05-25-2017 03:26 PM
Hello,
I have 241 data sets. In each set, there is a variable called "Observed Closings" measured quarterly. I need to test whether the number of observations with zero observed closings is less than 5% of the total number of observations, (# of Zero ObservedClosings) / n >= 5.0%.
Any thoughts?
MG
05-25-2017 03:34 PM
Please give something in form of data, so that it is easy to understand and then someone can help you more easily.
05-25-2017 03:40 PM
Data Set 1
Date # of Observed Closings
1 0
2 5
3 9
4 4
5 2
I need to test whether # of observed closings divided by total observations is greater than or equal to 5%. In this case, the number of observations with zero observed closings is 1. There are 5 total observations. So, 1/5 = 0.20 or 20%.
Thanks,
05-25-2017 03:51 PM
You can do it like this in a data step
Data have;
input Date Observed_Closings;
datalines;
1 0
2 5
3 9
4 4
5 2
;
data want(keep=ratio);
set have end=eof;
if Observed_Closings = 0 then c + 1;
if eof then do;
ratio = c/_N_;
output;
end;
retain c;
run;
05-25-2017 04:23 PM
Thanks. Is there a way to have it run the test on multiple data sets with similar naming convention?
Data set names are
sasuser.out07086
sasuser.out19102
.
.
.
sasuser.out96161
Thanks,
MG
05-25-2017 05:11 PM
Do you want one ratio for each dataset or do you want one ratio total for all the datasets?
05-25-2017 06:26 PM
One for each dataset.
05-25-2017 06:48 PM
In that case you can do like this:
Data have1;
input Date Observed_Closings;
datalines;
1 0
2 5
3 9
4 4
5 2
;
Data have2;
input Date Observed_Closings;
datalines;
1 0
2 0
3 9
4 4
5 2
;
Data have3;
input Date Observed_Closings;
datalines;
1 0
2 0
3 0
4 4
5 2
;
data collect_them;
set have: indsname=source;
sourceData = source;
run;
proc sort data = collect_them;
by sourceData date;
run;
data want(keep=sourcedata ratio);
set collect_them;
by sourcedata;
if first.sourcedata then do;
c_zero=0;c_total=0;
end;
if Observed_Closings = 0 then c_zero + 1;
c_total + 1;
if last.sourcedata then do;
ratio = c_zero/c_total;
output;
end;
retain c_zero c_total;
run;
05-25-2017 06:50 PM
mgarrison wrote:
One for each dataset.
The the dataset with the indsname option described would let you use the SourceData as a class variable in proc means or summary or by variable for freq or data step first. and last. processing.
05-25-2017 06:52 PM
@ballardw, never knew about the indsname option.
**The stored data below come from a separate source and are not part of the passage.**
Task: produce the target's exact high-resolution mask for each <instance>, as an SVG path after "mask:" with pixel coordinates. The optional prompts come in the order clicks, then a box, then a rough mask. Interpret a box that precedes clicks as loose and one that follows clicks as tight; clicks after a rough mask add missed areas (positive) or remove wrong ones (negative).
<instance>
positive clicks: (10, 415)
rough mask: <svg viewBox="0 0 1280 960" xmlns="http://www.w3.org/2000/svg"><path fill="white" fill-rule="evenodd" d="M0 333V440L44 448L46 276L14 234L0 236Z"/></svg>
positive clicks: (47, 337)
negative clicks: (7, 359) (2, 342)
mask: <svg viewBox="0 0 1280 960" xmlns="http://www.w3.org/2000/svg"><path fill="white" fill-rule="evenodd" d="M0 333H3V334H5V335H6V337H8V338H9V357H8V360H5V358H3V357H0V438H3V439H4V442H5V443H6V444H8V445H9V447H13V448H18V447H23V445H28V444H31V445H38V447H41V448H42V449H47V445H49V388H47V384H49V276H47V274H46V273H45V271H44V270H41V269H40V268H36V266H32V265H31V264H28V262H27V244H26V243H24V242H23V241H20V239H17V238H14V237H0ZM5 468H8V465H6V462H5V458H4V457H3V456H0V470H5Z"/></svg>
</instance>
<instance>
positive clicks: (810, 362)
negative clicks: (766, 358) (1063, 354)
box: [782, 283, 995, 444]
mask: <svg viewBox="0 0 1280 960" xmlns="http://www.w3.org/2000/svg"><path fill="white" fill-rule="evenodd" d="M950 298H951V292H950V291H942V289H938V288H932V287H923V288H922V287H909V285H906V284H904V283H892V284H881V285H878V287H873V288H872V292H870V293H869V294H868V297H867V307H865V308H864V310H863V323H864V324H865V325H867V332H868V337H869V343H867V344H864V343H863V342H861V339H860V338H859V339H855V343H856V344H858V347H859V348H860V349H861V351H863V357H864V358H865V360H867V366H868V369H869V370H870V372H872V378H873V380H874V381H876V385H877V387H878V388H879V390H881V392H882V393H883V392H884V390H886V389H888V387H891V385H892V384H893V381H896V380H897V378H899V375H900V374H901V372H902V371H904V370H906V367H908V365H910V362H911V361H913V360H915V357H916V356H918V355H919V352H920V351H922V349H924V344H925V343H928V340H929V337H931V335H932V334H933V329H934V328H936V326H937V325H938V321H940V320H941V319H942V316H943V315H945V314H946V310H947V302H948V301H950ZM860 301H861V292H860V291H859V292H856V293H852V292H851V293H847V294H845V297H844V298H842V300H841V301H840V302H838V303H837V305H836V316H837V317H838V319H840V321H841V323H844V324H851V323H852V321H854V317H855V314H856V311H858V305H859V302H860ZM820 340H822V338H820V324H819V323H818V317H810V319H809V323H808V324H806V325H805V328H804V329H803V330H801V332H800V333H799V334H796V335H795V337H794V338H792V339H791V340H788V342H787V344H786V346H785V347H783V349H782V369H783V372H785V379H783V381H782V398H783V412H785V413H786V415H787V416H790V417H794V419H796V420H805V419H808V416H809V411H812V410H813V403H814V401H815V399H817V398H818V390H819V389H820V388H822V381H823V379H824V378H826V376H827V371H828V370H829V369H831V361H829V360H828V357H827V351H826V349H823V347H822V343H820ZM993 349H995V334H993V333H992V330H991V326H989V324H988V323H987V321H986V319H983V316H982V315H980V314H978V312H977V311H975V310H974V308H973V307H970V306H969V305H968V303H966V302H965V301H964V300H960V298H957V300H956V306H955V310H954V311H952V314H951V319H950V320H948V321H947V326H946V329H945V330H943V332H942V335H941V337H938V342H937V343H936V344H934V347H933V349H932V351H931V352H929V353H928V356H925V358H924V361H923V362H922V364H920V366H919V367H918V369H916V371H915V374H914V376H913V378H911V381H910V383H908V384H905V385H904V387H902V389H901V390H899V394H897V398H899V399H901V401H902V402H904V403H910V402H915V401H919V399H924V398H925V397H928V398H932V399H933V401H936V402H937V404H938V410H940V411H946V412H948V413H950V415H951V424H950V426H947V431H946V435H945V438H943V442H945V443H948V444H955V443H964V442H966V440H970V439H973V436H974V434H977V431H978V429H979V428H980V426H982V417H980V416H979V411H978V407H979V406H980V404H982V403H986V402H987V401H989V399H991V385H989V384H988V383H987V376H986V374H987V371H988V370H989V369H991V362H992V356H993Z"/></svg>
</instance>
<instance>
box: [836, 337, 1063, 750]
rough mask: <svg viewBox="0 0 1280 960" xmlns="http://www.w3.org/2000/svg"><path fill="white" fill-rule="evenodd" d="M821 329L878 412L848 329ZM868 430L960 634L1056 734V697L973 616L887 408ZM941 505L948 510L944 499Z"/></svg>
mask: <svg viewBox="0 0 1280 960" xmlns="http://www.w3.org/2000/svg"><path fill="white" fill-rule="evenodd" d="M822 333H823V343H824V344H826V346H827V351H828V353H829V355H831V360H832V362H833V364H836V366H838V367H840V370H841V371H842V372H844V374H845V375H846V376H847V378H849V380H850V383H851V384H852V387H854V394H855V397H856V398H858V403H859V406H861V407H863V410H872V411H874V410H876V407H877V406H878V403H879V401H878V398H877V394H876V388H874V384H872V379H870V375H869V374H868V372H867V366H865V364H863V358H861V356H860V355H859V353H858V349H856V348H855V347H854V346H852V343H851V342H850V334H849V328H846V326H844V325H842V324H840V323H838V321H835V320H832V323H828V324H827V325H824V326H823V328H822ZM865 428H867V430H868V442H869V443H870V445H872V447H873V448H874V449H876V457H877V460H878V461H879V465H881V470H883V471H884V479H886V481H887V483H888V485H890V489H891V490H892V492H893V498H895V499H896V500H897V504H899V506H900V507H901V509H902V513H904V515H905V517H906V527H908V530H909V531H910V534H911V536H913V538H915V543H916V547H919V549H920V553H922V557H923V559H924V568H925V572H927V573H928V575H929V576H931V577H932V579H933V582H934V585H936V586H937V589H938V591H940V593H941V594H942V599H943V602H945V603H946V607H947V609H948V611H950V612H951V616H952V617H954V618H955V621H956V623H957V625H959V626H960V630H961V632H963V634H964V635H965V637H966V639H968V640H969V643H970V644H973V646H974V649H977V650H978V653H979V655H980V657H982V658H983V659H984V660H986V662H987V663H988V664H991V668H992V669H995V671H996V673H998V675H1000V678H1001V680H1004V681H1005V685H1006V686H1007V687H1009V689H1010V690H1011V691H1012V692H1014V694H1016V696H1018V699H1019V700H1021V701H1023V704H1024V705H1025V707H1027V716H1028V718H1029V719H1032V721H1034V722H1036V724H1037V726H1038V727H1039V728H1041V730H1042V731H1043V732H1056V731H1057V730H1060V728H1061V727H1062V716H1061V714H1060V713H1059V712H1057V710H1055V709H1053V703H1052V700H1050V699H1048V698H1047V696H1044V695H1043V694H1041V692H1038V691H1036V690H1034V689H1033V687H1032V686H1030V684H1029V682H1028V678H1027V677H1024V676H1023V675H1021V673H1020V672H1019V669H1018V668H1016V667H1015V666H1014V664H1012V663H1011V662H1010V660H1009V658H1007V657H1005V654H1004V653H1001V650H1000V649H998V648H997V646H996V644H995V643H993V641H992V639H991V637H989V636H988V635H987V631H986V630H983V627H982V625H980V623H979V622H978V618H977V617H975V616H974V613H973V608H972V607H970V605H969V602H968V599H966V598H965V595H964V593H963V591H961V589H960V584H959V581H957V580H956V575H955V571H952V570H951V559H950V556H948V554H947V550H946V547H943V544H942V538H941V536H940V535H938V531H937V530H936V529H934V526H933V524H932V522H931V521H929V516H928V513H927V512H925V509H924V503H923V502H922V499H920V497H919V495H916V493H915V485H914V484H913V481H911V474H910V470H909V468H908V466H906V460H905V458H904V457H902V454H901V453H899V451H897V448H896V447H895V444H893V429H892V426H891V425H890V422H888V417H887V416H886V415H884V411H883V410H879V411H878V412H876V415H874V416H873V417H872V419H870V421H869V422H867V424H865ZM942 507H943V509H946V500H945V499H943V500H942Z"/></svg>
Very cool stuff, thank you
05-25-2017 05:34 PM
mgarrison wrote:
Thanks. Is there a way to have it run the test on multiple data sets with similar naming convention?
Data set names are
sasuser.out07086
sasuser.out19102
.
.
.
sasuser.out96161
Thanks,
MG
Combine the data as
data want;
length SourceData $ 41;
set sasuser.out: indsname=source;
SourceData=Source;
end;
The colon after Out is a wildcard to get all of the datasets that start with OUT from that library.
Sourcedata variable with have the library.dataset name contributing a record if needed.